Glial cells surround neurons and play an important supporting role. When glial cells are activated — by pain processes, for example — they are able to release messenger substances, such as inflammatory cytokines. This results in a strong pain-amplifying effect.
The findings may help explain why opioid withdrawal produces such severe pain throughout the entire body, a phenomenon that has been unclear until now.
Other factors that can lead to activation of glial cells include neuroinflammatory diseases of the brain, environmental factors, and even a person’s own lifestyle choices, such as exercise and diet.

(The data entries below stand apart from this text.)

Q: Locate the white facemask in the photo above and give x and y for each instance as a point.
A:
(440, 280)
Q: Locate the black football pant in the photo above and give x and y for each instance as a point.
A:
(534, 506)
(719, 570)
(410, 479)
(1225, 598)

Examples from the current literature are depression, anxiety disorders and chronic stress, multiple sclerosis or Alzheimer’s and diabetes, as well as lack of exercise and poor diet.
“The activation of glial cells results in a pain-amplifying effect, as well as spreading the pain to previously unaffected parts of the body. For the very first time, our study provides a biological explanation for this and for other hitherto unexplained pain phenomena in medicine,” said Jürgen Sandkühler, M.D., Ph.D., head of the Division of Neurophysiology at MedUni Vienna’s Center for Brain Research.
Over-activation of glial cells in the spinal cord can be triggered by strong pain stimuli from a wound or surgical intervention — or even by opiates.
“This could also explain why opiates are initially very good at relieving pain but then often cease to be effective. Another example is the phenomenon of withdrawal in drug addicts, where activated glial cells cause severe pain throughout the body,” said Sandkühler.
“Glial cells are an important factor in ensuring the equilibrium of a person’s neuroinflammatory system,” said Sandkühler.
The new findings suggest that improvements in a person’s lifestyle could have a beneficial impact upon this system and ensure that they generally suffer less pain or “minor niggles,” said Sandkühler.
“It is therefore in our own hands: 30 minutes of moderate exercise three or four times a week, a healthy diet, and avoiding putting on excess weight can make a huge difference.”
The study is published in the journal Science.